You should know in advance that my father loved to tell jokes, laugh, drink beer, and play practical jokes on people. One summer day after dinner, he led Bill and Butch out to the sidewalk in front of our house and challenged them to race him around the block. (I think the guys were around 11 to 12 years old at the time.) I could tell that they were very excited about the idea of racing my dad, and it was clear that they scoffed a little at the notion that he thought he could win.
My father laid down some rules before the race began. He explained that all three of them would start out running at the same time, but he would run toward Hopkins Street and they would run toward South Park Avenue, in other words in opposite directions from the start. The idea was that their paths would cross somewhere on Folger Street and then they'd race back to our house on Pries.
So Bill and Butch took off running in one direction, and my dad ran the opposite way. After he had jogged just a short distance, my father looked over his shoulder and saw the boys racing like mad and almost to the corner of Pries and South Park… at which point he turned around and walked back to the house.
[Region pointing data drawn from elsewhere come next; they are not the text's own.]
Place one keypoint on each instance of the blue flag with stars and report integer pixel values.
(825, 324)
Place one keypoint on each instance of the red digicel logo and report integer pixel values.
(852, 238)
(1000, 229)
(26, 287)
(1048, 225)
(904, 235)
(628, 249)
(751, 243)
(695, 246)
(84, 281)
He sat with me on the porch and waited for Bill and Butch. Before too long, they arrived all sweaty and disgruntled. By the time they had run almost all the way around the block, they must have realized that my father, who was sitting on the porch laughing his brains out, was playing a joke on them. After a while, they started laughing, too. This was my father's idea of fun. You can imagine that we all felt very much on guard around him as a result. Always a prankster.